Editore: DeA Planeta

Genere: Fantascienza – distopico

Anno di uscita: 2017

Link d’acquisto: 

TRAMA

Chiunque abbia la mia età ricorda esattamente dove si trovava e che cosa stava facendo nel preciso istante in cui, per la prima volta, sentì parlare della Caccia. È una fredda mattina di gennaio del 2045 quando la notizia destinata a sconvolgere la vita del giovane Wade rimbalza sugli schermi di tutto il mondo: il creatore di videogiochi più prolifico e geniale di sempre, James Halliday, è morto nella notte senza lasciare eredi. Che ne sarà adesso di OASIS, il formidabile contenitore di universi virtuali da lui ideato? E dei milioni di persone che, ogni giorno, scelgono di trascorrere la propria esistenza nei suoi strabilianti meandri, piuttosto che nella realtà di un pianeta devastato dalle guerre, dalle carestie e dall’ingiustizia sociale?
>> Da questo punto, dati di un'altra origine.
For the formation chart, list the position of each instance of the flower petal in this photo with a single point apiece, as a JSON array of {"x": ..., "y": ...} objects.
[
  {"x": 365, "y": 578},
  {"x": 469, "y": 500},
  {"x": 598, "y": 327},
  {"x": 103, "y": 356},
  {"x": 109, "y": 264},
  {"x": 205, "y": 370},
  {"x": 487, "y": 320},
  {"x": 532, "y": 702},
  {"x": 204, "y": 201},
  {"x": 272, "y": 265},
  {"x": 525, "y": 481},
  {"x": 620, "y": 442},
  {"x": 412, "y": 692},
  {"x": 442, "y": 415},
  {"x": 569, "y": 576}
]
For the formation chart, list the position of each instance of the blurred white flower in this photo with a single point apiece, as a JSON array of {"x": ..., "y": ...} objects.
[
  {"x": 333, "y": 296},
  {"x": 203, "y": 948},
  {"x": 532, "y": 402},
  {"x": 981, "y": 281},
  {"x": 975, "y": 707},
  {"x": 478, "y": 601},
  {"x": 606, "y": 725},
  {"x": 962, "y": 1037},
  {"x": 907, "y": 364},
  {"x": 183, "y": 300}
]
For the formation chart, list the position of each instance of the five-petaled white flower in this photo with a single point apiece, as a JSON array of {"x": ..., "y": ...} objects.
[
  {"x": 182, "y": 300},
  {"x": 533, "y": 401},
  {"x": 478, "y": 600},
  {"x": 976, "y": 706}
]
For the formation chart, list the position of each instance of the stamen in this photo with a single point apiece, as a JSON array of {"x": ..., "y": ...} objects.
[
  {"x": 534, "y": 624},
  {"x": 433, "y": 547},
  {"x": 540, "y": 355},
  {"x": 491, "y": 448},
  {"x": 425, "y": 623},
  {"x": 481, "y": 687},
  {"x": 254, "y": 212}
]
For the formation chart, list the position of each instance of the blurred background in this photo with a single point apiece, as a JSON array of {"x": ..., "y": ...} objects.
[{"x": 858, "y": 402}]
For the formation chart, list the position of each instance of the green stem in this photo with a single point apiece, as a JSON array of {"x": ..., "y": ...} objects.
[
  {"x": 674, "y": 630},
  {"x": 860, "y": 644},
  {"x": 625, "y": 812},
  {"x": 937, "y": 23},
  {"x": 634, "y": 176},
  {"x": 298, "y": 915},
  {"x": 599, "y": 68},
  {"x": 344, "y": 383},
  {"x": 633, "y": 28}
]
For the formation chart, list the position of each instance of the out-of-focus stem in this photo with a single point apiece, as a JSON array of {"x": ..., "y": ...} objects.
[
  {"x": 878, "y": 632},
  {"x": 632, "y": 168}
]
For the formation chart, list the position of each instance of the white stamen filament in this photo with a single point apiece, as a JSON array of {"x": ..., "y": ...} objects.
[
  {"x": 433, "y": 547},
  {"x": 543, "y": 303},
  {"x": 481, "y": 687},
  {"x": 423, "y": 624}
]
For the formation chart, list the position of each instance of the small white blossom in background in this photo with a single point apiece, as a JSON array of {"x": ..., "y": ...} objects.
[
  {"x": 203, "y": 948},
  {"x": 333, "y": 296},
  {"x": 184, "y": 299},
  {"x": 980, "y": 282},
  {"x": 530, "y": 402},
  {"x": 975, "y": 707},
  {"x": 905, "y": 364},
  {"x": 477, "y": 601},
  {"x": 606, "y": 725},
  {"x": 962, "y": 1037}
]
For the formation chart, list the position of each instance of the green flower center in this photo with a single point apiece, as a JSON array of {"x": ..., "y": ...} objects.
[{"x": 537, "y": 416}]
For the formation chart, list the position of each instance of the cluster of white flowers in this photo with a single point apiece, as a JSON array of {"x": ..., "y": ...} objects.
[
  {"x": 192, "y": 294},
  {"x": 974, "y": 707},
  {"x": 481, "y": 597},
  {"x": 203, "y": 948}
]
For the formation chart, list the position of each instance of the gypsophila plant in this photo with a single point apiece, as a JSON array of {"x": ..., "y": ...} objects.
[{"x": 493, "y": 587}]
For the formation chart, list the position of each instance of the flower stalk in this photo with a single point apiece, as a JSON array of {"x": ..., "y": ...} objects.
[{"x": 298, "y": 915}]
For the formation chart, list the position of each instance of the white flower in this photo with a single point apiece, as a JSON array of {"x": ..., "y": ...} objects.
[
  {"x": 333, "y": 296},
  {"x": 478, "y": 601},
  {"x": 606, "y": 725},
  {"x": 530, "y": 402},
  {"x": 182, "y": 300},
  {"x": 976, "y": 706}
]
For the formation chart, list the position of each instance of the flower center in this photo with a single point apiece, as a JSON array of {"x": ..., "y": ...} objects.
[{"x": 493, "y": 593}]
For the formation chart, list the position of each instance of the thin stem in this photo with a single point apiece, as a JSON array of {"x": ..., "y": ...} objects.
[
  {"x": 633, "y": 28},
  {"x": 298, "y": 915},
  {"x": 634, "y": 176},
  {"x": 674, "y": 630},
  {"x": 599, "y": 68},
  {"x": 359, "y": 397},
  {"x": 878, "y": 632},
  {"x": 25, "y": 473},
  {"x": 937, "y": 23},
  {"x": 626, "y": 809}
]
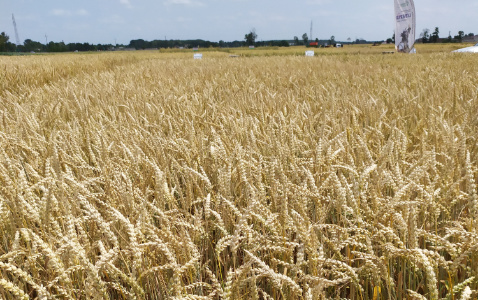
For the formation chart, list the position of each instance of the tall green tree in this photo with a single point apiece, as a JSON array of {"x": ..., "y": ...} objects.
[{"x": 251, "y": 37}]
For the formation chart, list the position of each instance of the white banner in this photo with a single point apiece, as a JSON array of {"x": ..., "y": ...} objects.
[{"x": 404, "y": 25}]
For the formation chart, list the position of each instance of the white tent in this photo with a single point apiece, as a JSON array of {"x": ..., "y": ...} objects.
[{"x": 472, "y": 49}]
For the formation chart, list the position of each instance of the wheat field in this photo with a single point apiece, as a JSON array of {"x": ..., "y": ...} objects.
[{"x": 150, "y": 175}]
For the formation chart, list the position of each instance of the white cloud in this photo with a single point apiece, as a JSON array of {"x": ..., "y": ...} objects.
[
  {"x": 68, "y": 13},
  {"x": 61, "y": 12},
  {"x": 126, "y": 3},
  {"x": 184, "y": 2},
  {"x": 318, "y": 2}
]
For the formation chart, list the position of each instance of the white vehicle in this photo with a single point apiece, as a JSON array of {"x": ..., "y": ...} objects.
[{"x": 472, "y": 49}]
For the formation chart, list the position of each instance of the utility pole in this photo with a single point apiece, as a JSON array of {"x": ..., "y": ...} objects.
[
  {"x": 16, "y": 31},
  {"x": 311, "y": 24}
]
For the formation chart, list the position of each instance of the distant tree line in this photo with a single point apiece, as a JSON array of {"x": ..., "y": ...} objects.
[
  {"x": 250, "y": 39},
  {"x": 434, "y": 37}
]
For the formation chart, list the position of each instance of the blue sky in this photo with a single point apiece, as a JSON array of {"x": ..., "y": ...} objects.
[{"x": 104, "y": 21}]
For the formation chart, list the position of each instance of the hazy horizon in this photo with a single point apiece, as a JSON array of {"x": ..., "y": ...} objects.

La risposta è contenuta in un video che Halliday stesso ha diffuso poco prima di morire: una caccia al tesoro globale, una sfida virtuale ispirata ai mitici videogiochi della sua (e della nostra) adolescenza.
Chiunque riuscirà a scoprire per primo la serie di indizi disseminati da Halliday, decifrandone il complesso viluppo di citazioni e rimandi, riceverà in premio la sua immensa fortuna e il controllo di OASIS. Per Wade, nerd fino al midollo e appassionato di retrogaming, è l’occasione di riscattare una vita ai margini. Ma la I.O.I., multinazionale tra le più potenti e spregiudicate, non ha alcuna intenzione di restare a guardare, e, pur di mettere le mani su OASIS, si prepara a giocare una partita che più sporca non si può.

RECENSIONE

Ready Player One ci porta in un futuro distopico, esattamente nell’anno 2045, dove scopriamo che tutte le risorse della terra sono esaurite e la fame e la povertà dilagano per il pianeta. Ma non è questa l’unica novità: la rete, chiamata intranet, è in continua espansione, e la gente, come intuibile, non può più farne a meno. In particolare è stata creata una piattaforma di realtà virtuale chiamata OASIS che è partita come un videogioco con possibilità illimitate, ma che è diventata in breve tempo un elemento alla base della vita di tutti.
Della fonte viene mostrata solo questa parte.